What makes PROLOG Turing-complete?

Question

I know that it can be proven PROLOG is Turing-complete by constructing a program that simulates a Turing machine like this:

turing(Tape0, Tape) :-
    perform(q0, [], Ls, Tape0, Rs),
    reverse(Ls, Ls1),
    append(Ls1, Rs, Tape).

perform(qf, Ls, Ls, Rs, Rs) :- !.
perform(Q0, Ls0, Ls, Rs0, Rs) :-
    symbol(Rs0, Sym, RsRest),
    once(rule(Q0, Sym, Q1, NewSym, Action)),
    action(Action, Ls0, Ls1, [NewSym|RsRest], Rs1),
    perform(Q1, Ls1, Ls, Rs1, Rs).

symbol([], b, []).
symbol([Sym|Rs], Sym, Rs).

action(left, Ls0, Ls, Rs0, Rs) :- left(Ls0, Ls, Rs0, Rs).
action(stay, Ls, Ls, Rs, Rs).
action(right, Ls0, [Sym|Ls0], [Sym|Rs], Rs).

left([], [], Rs0, [b|Rs0]).
left([L|Ls], Ls, Rs, [L|Rs]).

Source

However, I’m wondering which parts of the PROLOG language one could strip away (esp. function symbols, clause overloading, recursion, unification) without losing Turing completeness.
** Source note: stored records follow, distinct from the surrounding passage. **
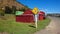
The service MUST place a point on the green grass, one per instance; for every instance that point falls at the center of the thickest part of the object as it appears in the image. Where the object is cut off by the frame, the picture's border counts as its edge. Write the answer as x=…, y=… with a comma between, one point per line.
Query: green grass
x=11, y=26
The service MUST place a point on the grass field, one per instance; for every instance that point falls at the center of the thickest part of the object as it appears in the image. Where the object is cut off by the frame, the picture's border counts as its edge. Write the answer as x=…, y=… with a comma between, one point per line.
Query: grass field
x=10, y=26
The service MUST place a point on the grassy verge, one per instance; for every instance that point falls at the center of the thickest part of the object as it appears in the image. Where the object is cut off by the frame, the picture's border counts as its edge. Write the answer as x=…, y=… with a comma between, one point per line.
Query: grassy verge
x=13, y=27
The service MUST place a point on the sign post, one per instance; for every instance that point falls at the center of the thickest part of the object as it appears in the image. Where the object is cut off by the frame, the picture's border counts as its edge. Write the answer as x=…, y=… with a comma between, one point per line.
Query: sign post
x=35, y=12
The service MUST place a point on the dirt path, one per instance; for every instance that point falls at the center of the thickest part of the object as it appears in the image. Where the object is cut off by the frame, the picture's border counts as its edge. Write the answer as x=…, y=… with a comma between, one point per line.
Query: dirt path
x=52, y=28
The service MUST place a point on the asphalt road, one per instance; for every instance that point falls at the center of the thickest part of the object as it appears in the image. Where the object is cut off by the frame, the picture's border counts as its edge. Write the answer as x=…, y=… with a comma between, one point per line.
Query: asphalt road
x=52, y=28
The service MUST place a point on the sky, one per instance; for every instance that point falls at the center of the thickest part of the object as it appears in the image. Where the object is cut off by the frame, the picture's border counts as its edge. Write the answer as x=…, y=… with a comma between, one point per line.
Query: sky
x=48, y=6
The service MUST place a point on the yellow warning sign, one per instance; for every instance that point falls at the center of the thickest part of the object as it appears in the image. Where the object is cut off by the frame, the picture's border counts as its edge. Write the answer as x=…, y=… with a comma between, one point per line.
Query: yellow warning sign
x=35, y=11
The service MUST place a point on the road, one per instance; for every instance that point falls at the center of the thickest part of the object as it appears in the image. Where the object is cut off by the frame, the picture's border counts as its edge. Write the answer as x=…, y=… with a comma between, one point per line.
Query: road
x=52, y=28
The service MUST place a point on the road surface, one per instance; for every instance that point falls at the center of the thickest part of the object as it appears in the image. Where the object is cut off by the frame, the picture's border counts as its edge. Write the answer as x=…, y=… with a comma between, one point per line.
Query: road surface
x=52, y=28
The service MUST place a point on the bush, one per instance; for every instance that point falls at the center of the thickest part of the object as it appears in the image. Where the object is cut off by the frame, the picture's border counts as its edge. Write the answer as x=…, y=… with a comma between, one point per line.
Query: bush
x=2, y=12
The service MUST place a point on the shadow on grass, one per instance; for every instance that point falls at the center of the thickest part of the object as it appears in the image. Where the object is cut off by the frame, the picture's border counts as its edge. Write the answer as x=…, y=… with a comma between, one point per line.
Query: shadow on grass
x=32, y=26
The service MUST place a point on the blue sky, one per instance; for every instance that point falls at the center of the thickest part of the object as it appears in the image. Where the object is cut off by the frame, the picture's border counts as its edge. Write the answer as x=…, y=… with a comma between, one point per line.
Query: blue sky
x=48, y=6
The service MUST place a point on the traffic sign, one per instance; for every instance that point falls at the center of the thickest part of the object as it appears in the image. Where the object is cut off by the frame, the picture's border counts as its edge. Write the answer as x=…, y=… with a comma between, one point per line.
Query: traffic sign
x=35, y=11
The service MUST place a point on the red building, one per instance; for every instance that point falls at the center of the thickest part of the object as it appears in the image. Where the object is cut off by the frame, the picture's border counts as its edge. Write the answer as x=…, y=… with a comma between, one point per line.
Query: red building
x=28, y=17
x=41, y=15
Are function symbols themselves Turing complete?

Answer 1

It's a fairly reliable rule of thumb that Turing-completeness depends on the ability to construct answers or intermediate values of unrestricted "size" and the ability to loop or recurse an unrestricted number of times. If you have those two things, you probably have Turing-completeness. (More specifically, if you can construct Peano arithmetic, then you certainly have Turing-completeness!)

Let's assume for the moment that you've already stripped arithmetic. We'll also assume that you don't have any non-logical features like atom_chars, assert, and so on, which enable general shenanigans.
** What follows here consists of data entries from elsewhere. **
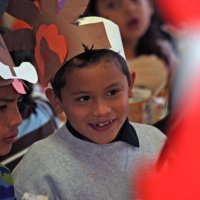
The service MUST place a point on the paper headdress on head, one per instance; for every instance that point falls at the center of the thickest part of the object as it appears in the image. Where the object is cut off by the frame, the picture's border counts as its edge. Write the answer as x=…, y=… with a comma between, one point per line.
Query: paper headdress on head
x=13, y=75
x=60, y=36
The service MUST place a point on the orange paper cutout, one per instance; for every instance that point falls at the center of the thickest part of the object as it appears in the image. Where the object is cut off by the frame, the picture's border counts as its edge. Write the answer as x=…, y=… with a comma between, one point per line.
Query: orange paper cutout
x=56, y=43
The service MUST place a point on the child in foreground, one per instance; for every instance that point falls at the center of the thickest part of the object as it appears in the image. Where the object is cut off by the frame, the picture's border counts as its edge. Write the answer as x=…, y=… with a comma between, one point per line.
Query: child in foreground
x=11, y=91
x=98, y=151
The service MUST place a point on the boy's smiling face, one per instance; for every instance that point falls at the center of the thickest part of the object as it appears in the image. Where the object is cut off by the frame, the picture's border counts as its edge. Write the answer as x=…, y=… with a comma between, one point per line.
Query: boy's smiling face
x=10, y=117
x=95, y=100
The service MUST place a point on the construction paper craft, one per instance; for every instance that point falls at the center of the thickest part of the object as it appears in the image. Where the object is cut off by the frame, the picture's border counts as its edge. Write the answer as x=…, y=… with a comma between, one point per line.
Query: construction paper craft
x=58, y=22
x=10, y=74
x=3, y=6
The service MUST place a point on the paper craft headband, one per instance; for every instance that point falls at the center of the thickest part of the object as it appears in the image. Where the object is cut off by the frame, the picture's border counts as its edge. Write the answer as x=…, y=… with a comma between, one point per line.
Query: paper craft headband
x=13, y=75
x=60, y=37
x=58, y=34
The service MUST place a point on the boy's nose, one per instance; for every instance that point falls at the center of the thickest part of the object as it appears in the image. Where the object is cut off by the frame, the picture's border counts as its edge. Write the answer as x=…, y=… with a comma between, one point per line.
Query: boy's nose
x=15, y=118
x=101, y=109
x=129, y=6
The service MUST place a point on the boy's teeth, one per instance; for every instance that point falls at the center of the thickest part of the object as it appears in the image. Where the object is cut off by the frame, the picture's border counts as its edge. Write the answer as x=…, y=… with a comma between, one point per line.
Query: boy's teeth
x=102, y=124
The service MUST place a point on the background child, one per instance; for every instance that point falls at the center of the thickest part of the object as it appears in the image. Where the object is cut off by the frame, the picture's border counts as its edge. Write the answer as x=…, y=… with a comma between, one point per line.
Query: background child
x=142, y=34
x=39, y=118
x=11, y=89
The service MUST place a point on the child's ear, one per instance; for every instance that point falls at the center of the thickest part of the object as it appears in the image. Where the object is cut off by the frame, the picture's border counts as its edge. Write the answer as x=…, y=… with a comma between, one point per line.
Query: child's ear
x=131, y=83
x=54, y=100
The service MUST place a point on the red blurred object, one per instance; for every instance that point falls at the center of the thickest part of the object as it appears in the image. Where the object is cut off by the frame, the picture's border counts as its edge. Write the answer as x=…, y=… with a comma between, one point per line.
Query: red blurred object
x=180, y=12
x=177, y=174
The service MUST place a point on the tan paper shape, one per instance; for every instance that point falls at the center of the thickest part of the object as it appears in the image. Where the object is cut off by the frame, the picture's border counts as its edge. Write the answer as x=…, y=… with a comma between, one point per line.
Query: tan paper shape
x=22, y=39
x=64, y=20
x=151, y=72
x=24, y=10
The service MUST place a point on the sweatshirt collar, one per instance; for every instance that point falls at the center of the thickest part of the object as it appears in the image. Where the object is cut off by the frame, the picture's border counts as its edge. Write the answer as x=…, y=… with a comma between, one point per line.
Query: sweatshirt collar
x=126, y=134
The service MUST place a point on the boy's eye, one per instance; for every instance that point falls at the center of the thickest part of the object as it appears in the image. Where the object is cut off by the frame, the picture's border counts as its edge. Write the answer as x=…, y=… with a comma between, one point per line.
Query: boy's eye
x=83, y=98
x=113, y=4
x=3, y=107
x=113, y=92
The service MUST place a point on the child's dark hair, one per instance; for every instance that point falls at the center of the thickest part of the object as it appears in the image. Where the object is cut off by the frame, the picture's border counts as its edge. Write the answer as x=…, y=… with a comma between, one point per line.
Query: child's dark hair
x=89, y=57
x=148, y=43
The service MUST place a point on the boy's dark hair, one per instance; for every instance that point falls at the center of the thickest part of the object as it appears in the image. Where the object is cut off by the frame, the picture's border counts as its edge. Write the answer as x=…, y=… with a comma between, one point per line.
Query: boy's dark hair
x=89, y=57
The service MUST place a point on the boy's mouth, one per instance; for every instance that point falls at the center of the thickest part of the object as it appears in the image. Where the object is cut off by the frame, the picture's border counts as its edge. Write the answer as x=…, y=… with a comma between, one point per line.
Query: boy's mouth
x=132, y=23
x=102, y=126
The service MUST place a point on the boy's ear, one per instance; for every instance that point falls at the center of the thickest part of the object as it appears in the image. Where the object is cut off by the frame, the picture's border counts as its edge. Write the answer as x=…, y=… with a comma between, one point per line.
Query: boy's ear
x=54, y=100
x=131, y=83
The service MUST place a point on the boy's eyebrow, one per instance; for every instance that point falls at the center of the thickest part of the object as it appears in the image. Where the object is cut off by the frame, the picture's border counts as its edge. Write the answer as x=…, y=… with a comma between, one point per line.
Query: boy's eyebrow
x=10, y=99
x=87, y=91
x=80, y=92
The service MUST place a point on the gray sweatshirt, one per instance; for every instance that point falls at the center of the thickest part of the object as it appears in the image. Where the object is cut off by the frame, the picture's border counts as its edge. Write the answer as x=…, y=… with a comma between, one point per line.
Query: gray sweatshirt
x=67, y=168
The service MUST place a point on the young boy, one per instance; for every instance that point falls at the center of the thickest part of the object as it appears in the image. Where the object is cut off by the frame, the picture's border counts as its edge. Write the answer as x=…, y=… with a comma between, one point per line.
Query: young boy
x=94, y=155
x=11, y=90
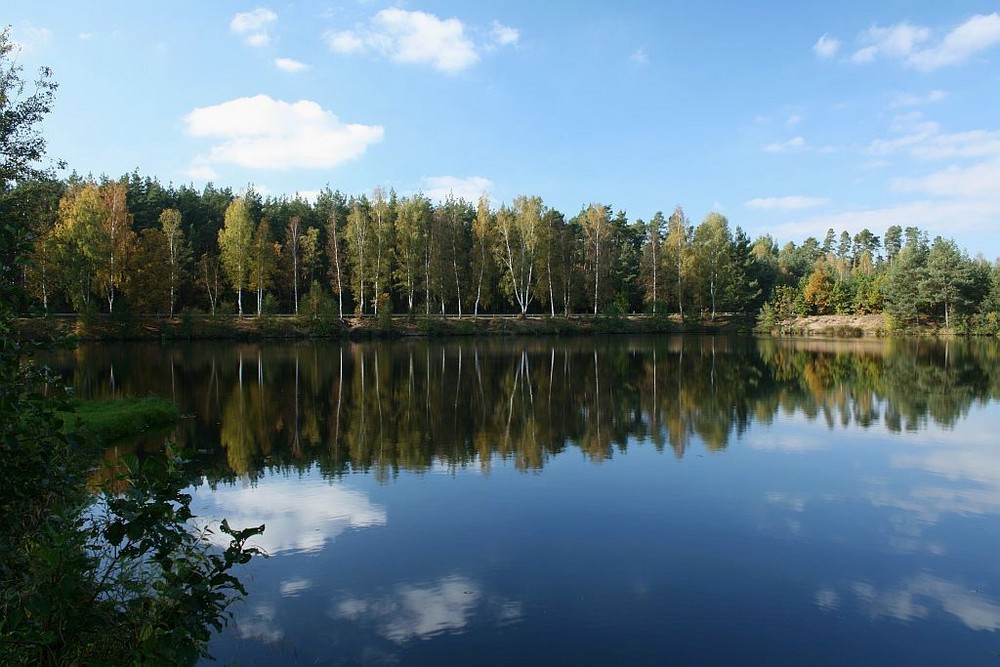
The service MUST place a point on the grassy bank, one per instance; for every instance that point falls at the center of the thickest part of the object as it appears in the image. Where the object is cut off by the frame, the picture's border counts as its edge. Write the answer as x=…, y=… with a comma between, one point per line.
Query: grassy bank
x=112, y=420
If you stripped out function symbols, you can't construct answers or intermediates of unrestricted size; you can only use atoms which appear in the program and the query. As a result, the set of all possible solutions to any query is finite, so taking the least fixed point of the program/query will always terminate. Datalog (a relational database query language based on Prolog) works on this principle.
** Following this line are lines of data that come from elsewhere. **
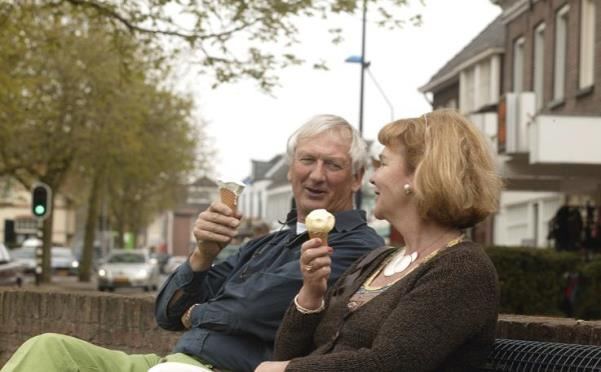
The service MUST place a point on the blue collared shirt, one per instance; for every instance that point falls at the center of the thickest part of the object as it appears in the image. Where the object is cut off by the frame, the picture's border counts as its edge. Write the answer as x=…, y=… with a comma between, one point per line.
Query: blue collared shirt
x=243, y=299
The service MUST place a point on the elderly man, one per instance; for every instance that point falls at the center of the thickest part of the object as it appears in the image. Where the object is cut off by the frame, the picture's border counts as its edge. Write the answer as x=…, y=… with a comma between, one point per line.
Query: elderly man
x=231, y=311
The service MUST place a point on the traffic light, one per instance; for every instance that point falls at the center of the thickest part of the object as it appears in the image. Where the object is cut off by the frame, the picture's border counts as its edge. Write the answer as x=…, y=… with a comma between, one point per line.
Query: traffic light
x=41, y=195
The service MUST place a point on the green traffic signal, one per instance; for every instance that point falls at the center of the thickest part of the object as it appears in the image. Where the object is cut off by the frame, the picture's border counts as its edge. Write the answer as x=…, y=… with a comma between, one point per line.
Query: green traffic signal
x=39, y=210
x=41, y=197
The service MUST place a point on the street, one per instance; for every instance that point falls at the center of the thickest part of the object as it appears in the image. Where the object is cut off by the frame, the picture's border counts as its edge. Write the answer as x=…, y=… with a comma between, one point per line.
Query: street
x=70, y=283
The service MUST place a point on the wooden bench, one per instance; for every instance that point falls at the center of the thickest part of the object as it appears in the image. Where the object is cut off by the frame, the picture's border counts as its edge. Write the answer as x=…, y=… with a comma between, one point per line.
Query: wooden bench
x=522, y=356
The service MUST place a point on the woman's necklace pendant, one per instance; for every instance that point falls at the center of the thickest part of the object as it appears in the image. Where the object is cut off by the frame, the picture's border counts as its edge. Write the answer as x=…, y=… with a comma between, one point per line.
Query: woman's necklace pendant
x=399, y=264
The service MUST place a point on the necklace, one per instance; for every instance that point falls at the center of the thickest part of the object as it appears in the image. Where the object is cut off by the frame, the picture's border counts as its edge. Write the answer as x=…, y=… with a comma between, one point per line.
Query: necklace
x=400, y=263
x=403, y=261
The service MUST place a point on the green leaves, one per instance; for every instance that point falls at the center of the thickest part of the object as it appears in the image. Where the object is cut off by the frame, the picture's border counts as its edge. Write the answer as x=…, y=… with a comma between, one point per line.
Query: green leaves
x=220, y=36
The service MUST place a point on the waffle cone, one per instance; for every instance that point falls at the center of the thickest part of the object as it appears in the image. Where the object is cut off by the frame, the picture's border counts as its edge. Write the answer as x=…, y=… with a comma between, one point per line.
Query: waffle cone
x=319, y=234
x=229, y=198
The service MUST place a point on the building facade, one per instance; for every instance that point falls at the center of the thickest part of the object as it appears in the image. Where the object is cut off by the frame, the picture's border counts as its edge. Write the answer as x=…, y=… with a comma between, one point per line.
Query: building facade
x=544, y=119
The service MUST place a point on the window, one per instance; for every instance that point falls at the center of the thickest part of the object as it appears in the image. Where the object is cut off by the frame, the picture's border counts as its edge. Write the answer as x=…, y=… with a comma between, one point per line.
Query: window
x=561, y=39
x=483, y=97
x=539, y=64
x=587, y=44
x=470, y=86
x=518, y=65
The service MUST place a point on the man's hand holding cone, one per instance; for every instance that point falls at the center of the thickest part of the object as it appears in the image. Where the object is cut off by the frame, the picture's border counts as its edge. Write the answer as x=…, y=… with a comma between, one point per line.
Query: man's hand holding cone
x=216, y=226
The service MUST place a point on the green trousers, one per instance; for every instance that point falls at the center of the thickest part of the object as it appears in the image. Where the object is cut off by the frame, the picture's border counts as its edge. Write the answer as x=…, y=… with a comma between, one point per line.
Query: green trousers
x=51, y=352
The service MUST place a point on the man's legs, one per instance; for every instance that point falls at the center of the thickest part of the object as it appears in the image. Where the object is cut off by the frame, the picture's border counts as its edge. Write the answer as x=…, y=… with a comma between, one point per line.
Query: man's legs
x=51, y=352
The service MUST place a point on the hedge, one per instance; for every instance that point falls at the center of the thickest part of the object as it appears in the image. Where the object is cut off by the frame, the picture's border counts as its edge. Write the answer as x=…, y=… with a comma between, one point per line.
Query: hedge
x=533, y=281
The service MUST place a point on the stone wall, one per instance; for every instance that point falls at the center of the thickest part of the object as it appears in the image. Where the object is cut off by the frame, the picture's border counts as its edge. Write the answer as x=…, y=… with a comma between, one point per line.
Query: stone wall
x=108, y=320
x=127, y=323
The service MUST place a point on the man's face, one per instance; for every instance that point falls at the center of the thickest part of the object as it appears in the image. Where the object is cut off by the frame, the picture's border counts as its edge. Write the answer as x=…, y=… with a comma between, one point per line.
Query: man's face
x=321, y=174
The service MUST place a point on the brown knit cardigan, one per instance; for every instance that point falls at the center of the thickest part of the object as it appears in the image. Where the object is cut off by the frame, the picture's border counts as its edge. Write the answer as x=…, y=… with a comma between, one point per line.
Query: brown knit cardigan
x=440, y=317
Similarly, if you restricted Prolog to primitive recursion only (that includes no recursion as a degenerate case), then the amount of recursion that you can do is bounded by the size of the query, so all computation terminates. So you need general recursion for Turing-completeness.

And, of course, if you have general recursion, you can cut a whole bunch of features and retain Turing-completeness, including general unification (construction and top-level pattern matching is sufficient), negation, and the cut.

Answer 2

Completing the excellent answer by @Pseudonym and referring to your last question "Are function symbols themselves Turing complete?".

You probably mean: Can a language made only of function symbols be Turing-Complete?

The answer is yes - think of Functional Programming languages like ML and Haskell.